Jennifer Cappuccio Maher/Staff Photographer Running back Stephen Carr, who is verbally committed to USC, is one of four Summit High School players with Division-I scholarship offers entering the 2015 season.

Jennifer Cappuccio Maher/Staff Photographer
Running back Stephen Carr, who is verbally committed to USC, is one of four Summit players with Division-I scholarship offers entering the 2015 season.

If it could convert scholarship offers into victories, Summit could crown itself today.

The SkyHawks football team enters the 2015 season with four players sporting Division-I offers, including Damian Alloway’s list of 16. Had he not committed to USC nearly two years before he could sign a letter of intent, running back Stephen Carr would presumably have more than five scholarship offers.

After becoming the first school other than Kaiser to win a Sunkist League championship – Summit claimed consecutive league titles in 2011 and 2012 – the SkyHawks have finished second the last two seasons. But talent hasn’t been much of an issue, according to head coach Nick Matheny.

“With our three guys at the skill positions, we’re pretty loaded,” Matheny said. “But we were talented last year too and we were only able to pull out six wins.”

Summmit’s 2014 season can be painted in two distinctly different lights. The SkyHawks didn’t beat a single team that finished above 500. and lost in the first round of the playoffs. They also were an overtime loss away from winning a league championship.

Kaiser edged Summit, 20-14, in overtime last season in the annual matchup that determines the Sunkist League champion. The stakes figure to be the same this season, but coaches around the league, including Kaiser’s, tend to favor the SkyHawks.

“I think Summit is hands down the best team in the league,” Kaiser coach Phil Zelaya said. “They’ve probably got the most talent and they’ve probably got the most explosive player in the area. They’re the league favorites. We’re not going to beat around the bush on that.”

The aforementioned explosive player would be Alloway. The slot receiver/running back/defensive back will again be used in a variety of ways this season. He’ll likely be a slot receiver in college, but Alloway won’t be easy to contain in his final high school season no matter where he lines up in Summit’s no-huddle, spread offense.

Carr, a 6-foot, 180-pound junior could produce a huge season and senior receiver Ronald Draper, who played behind a Division-I player last year, is poised for his own breakout season that will likely carry him into the college ranks.

Summit will hand the reins to quarterback Cade Sparks, who transferred from Western Christian before last season. The 6-4, 180-pound senior will have plenty of weapons, but his development will obviously be crucial to this season’s outcome.

Defense wasn’t to blame for Summit’s shortcomings last year, evidenced by the SkyHawks’ allowance of less than 18 points per game.
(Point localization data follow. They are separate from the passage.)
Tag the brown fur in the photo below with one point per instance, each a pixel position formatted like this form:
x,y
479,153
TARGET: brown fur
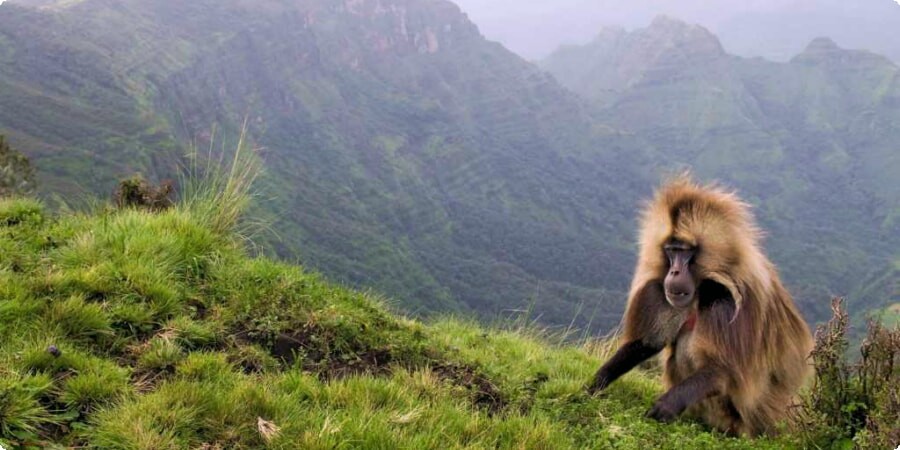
x,y
748,351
All-league middle linebacker Andrew Rodriguez returns in his role as the emotional leader of the unit and new addition Jabari Watson will bolster the defensive line.

Watson, a 6-3, 260-pound offseason transfer from Rancho Cucamonga, is one of the more tangible reasons Summit is being lauded as the league favorite. His commitment to the University of Arizona will translate to something significant on National Signing Day, but will his talent help put Summit over the top in the next three months?

“I think everybody in our program is hungry,” Matheny said. “I don’t think anybody’s real happy with where we’re at. We want to go out and prove we can beat some people.”